As Americans continue staying home and practicing social distancing, many men are opting to skip shaving, leading to a wave of so-called quarantine beards and mustaches. However, this November, facial hair will take on another meaning for the many men who participate in “Movember” or “No Shave November” — nonprofit campaigns aiming to raise awareness of and funds for causes like testicular and prostate health.
These causes are a good connection point for business owners to not only raise awareness of these important causes, but also discuss the need for employees to proactively protect their health and financial well-being.
Avoid giving health a fade
The COVID-19 pandemic led many Americans to postpone doctors’ appointments and routine health screenings. In fact, a recent Cleveland Clinic study found nearly half of men (48%) have put off seeing a doctor for non-COVID-19-related health issues over the last few months, and among younger men ages 18-34, this number jumps to 56%.1
While this year has been anything but routine, it is still critical to receive annual checkups. For men, this includes tests for ailments like prostate and testicular cancer, especially considering that the average age of a testicular cancer diagnosis is 33.2
Men are also more likely than women to develop lung and colorectal cancer.3,4 However, recent studies show that screenings for colon cancer dropped by nearly 90% after the declaration of a national emergency earlier this year.5 While it can be difficult to think about these illnesses, routine doctor visits can help catch issues early before they become larger problems.

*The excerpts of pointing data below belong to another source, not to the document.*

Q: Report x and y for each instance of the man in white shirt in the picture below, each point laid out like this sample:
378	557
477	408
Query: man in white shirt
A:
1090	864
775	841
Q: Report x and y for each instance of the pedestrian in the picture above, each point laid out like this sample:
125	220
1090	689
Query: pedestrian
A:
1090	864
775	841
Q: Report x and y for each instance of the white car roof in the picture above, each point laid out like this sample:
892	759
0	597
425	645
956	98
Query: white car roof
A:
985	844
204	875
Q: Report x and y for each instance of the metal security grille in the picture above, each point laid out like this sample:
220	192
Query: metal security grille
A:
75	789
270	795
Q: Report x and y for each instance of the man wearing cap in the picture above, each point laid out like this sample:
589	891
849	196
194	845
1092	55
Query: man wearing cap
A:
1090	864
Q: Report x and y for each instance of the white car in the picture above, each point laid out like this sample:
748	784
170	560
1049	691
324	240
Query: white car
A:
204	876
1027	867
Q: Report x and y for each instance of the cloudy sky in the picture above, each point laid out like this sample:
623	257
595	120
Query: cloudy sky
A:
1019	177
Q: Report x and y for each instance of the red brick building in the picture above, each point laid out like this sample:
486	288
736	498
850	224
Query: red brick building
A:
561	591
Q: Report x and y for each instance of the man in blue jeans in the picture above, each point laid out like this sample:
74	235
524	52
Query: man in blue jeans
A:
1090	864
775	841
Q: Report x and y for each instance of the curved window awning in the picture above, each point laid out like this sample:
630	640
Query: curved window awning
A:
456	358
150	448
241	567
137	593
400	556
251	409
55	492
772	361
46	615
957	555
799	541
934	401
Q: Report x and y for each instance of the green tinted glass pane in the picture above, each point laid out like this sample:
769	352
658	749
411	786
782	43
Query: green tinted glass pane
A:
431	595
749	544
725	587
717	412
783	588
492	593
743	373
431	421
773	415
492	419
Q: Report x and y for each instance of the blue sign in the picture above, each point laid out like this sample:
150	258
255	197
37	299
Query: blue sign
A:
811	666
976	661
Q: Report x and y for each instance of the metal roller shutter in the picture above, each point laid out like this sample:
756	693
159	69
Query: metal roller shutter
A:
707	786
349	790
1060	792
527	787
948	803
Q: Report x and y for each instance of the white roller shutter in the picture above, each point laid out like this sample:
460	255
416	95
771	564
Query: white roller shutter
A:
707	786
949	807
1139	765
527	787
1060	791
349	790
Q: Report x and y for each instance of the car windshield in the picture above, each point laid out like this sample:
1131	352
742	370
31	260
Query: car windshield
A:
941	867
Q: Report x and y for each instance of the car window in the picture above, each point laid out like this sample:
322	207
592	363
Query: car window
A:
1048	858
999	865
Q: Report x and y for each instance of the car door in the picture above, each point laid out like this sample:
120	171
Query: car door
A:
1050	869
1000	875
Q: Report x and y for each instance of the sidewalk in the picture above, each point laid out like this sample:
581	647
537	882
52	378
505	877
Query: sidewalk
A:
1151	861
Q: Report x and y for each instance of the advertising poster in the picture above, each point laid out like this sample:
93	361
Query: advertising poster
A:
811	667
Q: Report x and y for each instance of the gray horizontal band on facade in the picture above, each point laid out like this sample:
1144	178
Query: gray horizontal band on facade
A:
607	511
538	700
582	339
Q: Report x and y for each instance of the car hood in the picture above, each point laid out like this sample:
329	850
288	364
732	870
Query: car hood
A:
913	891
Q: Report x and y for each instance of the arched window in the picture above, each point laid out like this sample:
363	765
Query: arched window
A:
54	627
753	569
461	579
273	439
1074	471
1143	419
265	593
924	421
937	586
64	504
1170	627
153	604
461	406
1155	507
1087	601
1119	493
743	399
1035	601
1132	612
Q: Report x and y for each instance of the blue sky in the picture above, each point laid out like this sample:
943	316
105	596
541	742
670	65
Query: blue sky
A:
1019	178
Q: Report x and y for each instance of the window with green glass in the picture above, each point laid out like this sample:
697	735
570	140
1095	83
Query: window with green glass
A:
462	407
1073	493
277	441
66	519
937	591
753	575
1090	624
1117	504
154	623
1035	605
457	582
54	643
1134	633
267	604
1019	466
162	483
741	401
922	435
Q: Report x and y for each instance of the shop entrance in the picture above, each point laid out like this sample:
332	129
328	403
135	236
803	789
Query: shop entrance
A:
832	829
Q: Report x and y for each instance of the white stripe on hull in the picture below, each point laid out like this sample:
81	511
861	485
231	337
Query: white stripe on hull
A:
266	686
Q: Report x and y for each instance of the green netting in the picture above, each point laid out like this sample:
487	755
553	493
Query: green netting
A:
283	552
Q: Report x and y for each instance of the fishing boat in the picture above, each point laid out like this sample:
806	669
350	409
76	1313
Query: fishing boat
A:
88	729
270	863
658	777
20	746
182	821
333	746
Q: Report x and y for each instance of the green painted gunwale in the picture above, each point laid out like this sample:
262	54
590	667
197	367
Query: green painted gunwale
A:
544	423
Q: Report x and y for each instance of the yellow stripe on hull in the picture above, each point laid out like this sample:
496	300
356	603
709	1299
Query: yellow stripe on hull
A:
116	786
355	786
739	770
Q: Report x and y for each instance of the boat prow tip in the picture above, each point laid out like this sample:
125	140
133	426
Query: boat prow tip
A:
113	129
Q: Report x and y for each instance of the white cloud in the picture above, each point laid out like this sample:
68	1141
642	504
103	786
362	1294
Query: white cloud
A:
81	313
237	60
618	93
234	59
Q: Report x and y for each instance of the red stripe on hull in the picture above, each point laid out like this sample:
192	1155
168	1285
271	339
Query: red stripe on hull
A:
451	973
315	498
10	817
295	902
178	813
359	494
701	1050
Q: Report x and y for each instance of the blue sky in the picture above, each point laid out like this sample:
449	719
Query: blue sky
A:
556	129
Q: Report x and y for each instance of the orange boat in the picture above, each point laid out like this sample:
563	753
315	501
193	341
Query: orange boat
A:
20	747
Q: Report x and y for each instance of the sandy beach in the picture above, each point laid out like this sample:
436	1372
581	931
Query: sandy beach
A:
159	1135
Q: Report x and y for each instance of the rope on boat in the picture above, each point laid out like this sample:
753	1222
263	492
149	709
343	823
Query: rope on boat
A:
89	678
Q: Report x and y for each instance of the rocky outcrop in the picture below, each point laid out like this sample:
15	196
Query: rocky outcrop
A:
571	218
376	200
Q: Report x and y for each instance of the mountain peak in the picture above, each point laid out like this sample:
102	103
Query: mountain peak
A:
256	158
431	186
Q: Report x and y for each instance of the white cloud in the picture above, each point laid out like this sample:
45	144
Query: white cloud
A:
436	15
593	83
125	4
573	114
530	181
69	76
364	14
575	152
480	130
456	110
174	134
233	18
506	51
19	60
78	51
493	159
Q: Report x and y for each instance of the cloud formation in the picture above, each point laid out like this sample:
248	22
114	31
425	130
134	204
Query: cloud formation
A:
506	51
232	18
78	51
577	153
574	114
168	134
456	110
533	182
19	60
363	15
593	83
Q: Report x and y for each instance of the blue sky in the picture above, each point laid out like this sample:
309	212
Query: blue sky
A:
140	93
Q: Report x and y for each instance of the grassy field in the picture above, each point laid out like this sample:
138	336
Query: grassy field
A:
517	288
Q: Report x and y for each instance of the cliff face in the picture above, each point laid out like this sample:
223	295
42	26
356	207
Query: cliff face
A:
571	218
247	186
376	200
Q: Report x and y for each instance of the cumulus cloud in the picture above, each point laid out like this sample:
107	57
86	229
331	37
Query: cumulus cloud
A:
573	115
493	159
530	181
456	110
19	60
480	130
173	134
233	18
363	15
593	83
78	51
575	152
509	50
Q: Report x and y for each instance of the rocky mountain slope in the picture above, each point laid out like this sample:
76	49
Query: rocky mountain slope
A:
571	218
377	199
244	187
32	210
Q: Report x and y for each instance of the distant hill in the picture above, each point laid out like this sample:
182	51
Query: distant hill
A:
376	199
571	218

What can employers do? One solution to help promote workers’ wellness is offering supplemental insurance plans that provide a benefit for proactive care. For example, some cancer and accident policies have a wellness or health screening benefit for getting an annual physical, prostate screening or even a COVID-19 test. Cash benefits are paid directly to the insured for eligible claims, unless otherwise assigned, even if your health insurance already covers it.
Buzzing away out-of-pocket expenses
An illness like cancer is not just emotionally draining, but even with health insurance, it can also be financially straining. In fact, the impact of out-of-pocket medical expenses is staggering, according to the 2020 Aflac Health Care Issues Survey: 42% of respondents said they faced out-of-pocket costs of $1,000 or more beyond a copay or deductible during their most recent hospital visit, up from 35% in 2019. This led 28% to postpone seeing a medical professional, 27% to rely on a credit card, 17% to pick up extra work hours/shifts and 13% to take out a loan to help offset medical expenses.6
One solution may be supplemental insurance like critical illness and cancer insurance, which provide cash benefits in the event of a covered illness to help with the expenses health insurance doesn’t cover. Not only can it help with an initial diagnosis, but it also can help provide financial assistance through treatment — even nonsurgical options like immunotherapy — as well as a benefit payable after an insured is declared cancer-free.
A whisker in time
November’s health focus is a great time to remind employees about the importance of being proactive about their health and ensuring they are financially prepared in the event of a diagnosis — whether you embrace the ‘stache or not.
Bob Ruff is senior vice president of Growth Solutions. He is responsible for the development and execution of key growth initiatives for Aflac U.S., including product development, enrollment, business development and market development.
1 Cleveland Clinic. “Cleveland Clinic ‘Coping with COVID’ Survey Illustrates the Mental and Physical Toll the Pandemic is Taking on Men.” https://newsroom.clevelandclinic.org/2020/09/02/cleveland-clinic-coping-with-covid-survey-illustrates-the-mental-and-physical-toll-the-pandemic-is-taking-on-men. Accessed Oct. 14, 2020.
2 American Cancer Society. “Key Statistics for Testicular Cancer.” https://www.cancer.org/cancer/testicular-cancer/about/key-statistics.html. Accessed Oct. 14, 2020.
3 Centers for Disease Control and Prevention. “United States Cancer Statistics: Data Visualizations.” https://gis.cdc.gov/Cancer/USCS/DataViz.html. Accessed Oct. 14, 2020.
4 American Cancer Society. “Key Statistics for Colorectal Cancer.” https://www.cancer.org/cancer/colon-rectal-cancer/about/key-statistics.html. Accessed Oct. 14, 2020.
5 Cancer Health. “COVID-19 Leads to Drop in Cancer Diagnosis.” https://www.cancerhealth.com/article/covid19-leads-drop-cancer-diagnoses. Accessed Oct. 14, 2020.
6 The 2020 Aflac Health Care Issues Survey is a national online survey of 1,138 U.S. adults fielded in August 2020 by Hill+Knowlton Strategies. Learn more at Aflac.com/HCI.
This article is for informational purposes only and is not a solicitation for insurance. Aflac includes Aflac and/or Aflac New York.